Complètement parce déjà, il y a de plus en plus de jeunes. A Paris, on le remarque à Bastille, à la Philharmonie, etc. Quand j’étais plus jeune, j’entendais déjà, à l’époque, que le public de l’opéra était majoritairement constitué de personnes âgées. Aujourd’hui cela me fait sourire qu’on parle de renouvellement du public parce que, disons-le, elles se sont renouvelées les personnes âgées. Ce ne sont certainement pas les mêmes qu’il y a 40 ans [rires] ! Et puis, je trouve aussi qu’on remarque un renouvellement du type de public, de par l’usage des codes sociaux. Le public est beaucoup moins guindé. Maintenant les spectateurs sortent du travail et vont à l’opéra en jean. Cela n’aurait pas été possible il y a plus de cinquante ans. Dans les années 60, les gens y allaient encore en robe de soirée et en costume, voire en smocking. Enfin, je trouve aussi que l’opéra à la télévision et toutes les retransmissions dans les cinémas offrent un sacré levier de démocratisation.

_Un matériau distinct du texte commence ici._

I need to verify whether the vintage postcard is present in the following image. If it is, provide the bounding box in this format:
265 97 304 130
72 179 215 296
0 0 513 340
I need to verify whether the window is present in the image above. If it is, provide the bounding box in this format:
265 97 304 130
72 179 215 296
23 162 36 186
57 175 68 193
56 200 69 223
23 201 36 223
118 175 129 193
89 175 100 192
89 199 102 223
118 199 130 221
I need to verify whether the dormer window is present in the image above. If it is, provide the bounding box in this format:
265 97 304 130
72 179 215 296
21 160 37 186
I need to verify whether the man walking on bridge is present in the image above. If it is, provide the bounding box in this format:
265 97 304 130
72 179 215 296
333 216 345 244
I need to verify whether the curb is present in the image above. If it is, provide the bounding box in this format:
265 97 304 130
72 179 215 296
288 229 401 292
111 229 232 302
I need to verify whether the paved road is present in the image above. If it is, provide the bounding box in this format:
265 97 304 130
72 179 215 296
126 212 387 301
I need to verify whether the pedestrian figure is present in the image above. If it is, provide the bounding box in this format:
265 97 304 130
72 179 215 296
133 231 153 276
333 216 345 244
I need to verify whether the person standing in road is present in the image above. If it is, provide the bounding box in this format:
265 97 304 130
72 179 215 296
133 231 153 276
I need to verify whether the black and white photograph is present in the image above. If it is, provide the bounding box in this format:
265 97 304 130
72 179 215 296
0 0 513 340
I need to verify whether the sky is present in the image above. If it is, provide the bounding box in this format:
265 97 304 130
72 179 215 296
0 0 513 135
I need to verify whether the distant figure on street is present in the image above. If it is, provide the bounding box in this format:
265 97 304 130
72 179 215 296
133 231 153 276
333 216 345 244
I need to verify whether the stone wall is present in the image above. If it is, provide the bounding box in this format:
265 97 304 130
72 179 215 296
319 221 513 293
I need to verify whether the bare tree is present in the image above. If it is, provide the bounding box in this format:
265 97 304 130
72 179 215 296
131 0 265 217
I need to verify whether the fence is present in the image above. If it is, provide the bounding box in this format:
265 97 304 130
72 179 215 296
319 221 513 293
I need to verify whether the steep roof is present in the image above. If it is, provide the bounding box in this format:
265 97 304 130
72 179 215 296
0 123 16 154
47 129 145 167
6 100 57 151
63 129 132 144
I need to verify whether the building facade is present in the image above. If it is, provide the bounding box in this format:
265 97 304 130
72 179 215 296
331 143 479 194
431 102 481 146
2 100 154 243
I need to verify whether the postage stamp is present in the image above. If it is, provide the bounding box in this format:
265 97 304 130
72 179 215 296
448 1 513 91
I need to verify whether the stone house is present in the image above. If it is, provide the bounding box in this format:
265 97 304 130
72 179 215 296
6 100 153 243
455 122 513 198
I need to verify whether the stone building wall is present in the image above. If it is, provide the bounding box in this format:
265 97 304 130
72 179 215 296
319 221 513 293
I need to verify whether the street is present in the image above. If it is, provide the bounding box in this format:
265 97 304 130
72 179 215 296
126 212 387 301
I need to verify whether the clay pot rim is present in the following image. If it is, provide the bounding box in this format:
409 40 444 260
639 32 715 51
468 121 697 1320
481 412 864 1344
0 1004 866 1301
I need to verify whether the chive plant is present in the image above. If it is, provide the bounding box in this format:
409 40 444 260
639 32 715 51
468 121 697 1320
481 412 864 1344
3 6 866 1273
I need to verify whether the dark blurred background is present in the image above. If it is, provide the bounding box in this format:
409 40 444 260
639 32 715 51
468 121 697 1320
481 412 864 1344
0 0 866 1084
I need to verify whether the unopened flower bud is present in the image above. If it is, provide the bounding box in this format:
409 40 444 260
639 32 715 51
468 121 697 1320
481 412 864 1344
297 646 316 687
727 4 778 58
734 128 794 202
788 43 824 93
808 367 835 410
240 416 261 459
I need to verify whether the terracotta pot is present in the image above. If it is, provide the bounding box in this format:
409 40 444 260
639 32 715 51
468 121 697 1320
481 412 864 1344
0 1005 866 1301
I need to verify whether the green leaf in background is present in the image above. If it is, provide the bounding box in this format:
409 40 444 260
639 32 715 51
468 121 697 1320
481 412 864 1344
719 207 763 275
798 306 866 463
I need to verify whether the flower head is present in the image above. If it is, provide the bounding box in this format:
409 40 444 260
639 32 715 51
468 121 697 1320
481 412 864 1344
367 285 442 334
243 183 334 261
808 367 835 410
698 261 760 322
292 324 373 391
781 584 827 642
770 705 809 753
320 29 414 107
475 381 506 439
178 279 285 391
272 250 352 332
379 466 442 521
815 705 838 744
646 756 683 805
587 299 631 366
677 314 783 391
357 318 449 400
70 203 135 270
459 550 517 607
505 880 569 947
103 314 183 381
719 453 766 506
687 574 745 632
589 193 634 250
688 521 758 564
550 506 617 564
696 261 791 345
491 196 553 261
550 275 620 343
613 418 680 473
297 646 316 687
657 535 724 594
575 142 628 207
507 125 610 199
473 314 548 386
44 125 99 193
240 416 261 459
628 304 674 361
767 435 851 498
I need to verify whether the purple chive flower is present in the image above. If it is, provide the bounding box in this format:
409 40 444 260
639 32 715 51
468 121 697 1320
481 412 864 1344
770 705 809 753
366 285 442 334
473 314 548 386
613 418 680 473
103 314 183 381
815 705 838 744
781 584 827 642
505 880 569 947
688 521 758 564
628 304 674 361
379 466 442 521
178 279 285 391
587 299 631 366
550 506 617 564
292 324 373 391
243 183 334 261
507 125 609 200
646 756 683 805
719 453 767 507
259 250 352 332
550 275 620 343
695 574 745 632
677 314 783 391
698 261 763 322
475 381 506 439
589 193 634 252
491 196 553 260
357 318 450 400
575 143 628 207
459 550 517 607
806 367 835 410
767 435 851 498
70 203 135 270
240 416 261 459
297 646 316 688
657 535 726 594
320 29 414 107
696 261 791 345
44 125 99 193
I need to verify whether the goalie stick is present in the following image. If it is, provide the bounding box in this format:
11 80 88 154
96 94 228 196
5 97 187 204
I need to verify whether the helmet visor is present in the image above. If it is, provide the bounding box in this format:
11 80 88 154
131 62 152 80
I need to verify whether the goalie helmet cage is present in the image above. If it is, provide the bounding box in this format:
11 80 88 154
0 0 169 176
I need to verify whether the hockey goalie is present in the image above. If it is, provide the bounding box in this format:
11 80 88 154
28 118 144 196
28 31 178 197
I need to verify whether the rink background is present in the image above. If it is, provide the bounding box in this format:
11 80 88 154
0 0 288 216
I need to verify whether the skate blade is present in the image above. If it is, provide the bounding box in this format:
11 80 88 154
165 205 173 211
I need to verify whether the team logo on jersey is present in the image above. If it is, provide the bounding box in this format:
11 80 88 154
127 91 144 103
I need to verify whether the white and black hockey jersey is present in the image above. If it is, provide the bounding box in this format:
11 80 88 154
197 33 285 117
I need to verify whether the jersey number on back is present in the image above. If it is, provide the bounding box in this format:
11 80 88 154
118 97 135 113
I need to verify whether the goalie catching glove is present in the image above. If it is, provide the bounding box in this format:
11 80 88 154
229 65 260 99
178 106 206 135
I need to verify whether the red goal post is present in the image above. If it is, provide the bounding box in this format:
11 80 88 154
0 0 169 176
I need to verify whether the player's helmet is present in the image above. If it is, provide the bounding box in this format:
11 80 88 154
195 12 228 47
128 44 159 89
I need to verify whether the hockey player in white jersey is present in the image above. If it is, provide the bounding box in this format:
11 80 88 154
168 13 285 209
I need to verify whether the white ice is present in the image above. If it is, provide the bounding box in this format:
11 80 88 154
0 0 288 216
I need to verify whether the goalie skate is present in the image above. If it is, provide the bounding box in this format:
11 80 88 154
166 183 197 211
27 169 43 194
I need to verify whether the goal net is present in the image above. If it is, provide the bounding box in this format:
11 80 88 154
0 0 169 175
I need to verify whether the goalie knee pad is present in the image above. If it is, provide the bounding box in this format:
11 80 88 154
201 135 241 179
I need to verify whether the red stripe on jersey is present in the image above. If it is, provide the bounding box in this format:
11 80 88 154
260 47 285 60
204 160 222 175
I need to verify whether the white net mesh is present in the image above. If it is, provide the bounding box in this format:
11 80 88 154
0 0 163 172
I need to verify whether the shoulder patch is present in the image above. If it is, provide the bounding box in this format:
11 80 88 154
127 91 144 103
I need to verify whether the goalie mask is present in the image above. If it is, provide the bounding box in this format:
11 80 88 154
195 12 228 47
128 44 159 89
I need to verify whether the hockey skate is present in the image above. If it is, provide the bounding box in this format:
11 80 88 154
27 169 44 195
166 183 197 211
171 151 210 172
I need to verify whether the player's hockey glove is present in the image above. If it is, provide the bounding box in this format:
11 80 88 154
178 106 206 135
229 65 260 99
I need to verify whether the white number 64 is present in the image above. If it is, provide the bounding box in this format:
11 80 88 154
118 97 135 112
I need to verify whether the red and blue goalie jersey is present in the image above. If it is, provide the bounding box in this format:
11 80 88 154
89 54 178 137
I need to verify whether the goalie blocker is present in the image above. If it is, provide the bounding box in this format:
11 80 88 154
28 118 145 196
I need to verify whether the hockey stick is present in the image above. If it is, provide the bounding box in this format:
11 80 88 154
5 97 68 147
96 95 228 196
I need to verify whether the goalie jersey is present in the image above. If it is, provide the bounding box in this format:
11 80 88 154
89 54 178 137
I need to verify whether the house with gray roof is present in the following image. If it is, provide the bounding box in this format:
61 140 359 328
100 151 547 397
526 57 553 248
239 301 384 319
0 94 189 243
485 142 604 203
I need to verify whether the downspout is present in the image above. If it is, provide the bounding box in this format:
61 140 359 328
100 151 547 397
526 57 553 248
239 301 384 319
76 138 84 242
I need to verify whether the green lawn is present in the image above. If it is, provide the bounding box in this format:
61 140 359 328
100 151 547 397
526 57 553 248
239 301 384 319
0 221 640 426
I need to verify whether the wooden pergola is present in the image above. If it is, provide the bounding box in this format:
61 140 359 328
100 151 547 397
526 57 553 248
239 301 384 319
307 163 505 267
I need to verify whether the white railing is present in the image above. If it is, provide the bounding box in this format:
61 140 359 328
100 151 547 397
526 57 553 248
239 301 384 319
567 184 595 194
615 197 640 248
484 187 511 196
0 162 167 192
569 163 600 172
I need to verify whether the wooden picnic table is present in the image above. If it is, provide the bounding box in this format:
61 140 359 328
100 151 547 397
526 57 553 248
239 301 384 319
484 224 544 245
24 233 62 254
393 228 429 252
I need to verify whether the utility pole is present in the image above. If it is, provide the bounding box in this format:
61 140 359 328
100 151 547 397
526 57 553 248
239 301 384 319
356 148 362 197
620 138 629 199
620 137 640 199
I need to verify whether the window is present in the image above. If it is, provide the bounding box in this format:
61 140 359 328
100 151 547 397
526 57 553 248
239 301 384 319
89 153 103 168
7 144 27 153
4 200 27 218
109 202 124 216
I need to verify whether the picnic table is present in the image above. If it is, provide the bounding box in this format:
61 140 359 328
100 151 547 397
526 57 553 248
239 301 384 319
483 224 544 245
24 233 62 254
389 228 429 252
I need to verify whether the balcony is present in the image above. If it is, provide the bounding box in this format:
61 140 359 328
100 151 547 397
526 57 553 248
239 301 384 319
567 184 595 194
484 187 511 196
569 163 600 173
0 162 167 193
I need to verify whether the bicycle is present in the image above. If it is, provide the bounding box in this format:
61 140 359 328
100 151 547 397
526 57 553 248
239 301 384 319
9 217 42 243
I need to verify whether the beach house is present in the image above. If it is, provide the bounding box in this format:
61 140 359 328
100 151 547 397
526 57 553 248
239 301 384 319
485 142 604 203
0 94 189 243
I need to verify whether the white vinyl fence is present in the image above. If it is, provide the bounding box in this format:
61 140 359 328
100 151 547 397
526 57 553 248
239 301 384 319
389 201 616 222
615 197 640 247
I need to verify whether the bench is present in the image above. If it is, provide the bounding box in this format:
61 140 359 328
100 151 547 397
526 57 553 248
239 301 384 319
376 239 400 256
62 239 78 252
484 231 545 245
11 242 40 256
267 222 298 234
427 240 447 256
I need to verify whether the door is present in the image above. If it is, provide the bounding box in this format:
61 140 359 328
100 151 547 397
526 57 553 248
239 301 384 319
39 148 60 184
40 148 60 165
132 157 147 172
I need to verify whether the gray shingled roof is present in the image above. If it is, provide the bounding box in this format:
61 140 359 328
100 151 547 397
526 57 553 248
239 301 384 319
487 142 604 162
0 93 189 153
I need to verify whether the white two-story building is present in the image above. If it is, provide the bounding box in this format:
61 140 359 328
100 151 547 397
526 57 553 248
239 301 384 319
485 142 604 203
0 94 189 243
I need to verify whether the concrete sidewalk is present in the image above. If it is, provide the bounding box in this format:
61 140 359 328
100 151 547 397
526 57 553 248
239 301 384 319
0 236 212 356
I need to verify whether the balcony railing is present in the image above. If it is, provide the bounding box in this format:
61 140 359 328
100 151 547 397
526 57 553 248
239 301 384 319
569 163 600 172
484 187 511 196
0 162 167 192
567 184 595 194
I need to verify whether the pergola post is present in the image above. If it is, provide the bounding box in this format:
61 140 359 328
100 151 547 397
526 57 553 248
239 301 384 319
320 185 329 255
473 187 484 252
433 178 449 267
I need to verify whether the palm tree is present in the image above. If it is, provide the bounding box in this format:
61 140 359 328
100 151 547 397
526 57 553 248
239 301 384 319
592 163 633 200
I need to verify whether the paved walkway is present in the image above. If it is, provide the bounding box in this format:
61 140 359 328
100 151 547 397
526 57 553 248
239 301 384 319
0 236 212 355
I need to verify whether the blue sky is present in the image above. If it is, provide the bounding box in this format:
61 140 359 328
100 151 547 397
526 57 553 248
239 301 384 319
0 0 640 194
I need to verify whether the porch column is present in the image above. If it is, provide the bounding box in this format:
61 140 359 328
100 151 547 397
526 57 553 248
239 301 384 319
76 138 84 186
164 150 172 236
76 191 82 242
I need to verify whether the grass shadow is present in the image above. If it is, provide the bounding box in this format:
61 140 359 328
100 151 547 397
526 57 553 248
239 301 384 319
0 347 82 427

Qu’en est-il de votre première fois à l’opéra ?
Mon père était corniste et faisait les musiques de scènes à l’Opéra de Paris. C’est grâce à lui que j’ai découvert ce monde. Au départ, vers l’âge de 12-13 ans, j’allais voir des répétitions générales, notamment des répétitions d’opéras de Wagner. Ensuite, il y a un opéra qui m’a profondément marqué, la Norma, en 1987, avec Michèle Lagrange et Martine Dupuy. Deux françaises pour les deux rôles féminins, c’était un sacré cocorico pour nos chanteuses ! Je crois que cela ne s’est jamais reproduit depuis. D’une façon générale, je peux dire que j’ai eu beaucoup de plaisir en allant à l’opéra avec mon papa. J’ai pu voir de près Luciano Pavarotti, Renée Fleming, June Anderson et plein d’autres grands chanteurs, et cela m’a beaucoup influencée. A force de voir toutes ces répétitions, je me suis très vite dit que c’était formidable de pouvoir allier le théâtre et la musique, et c’est cela qui a motivé ma vocation.
Étiez-vous une fan ?
Complètement ! J’allais voir les chanteurs après les représentations, je leur demandais des dédicaces. J’ai même couru dans la rue après Régine Crespin pour avoir un autographe, j’avais 13 ans et à l’époque, j’étais une vraie groupie [rires].
Mais il en faut ! Maintenant, c’est vous que les jeunes viennent voir.
Oui ! Je suis très heureuse de les rencontrer, de les écouter et de partager des moments d’échanges qui m’apportent aussi beaucoup. C’est toujours un immense plaisir de sentir la passion chez les jeunes.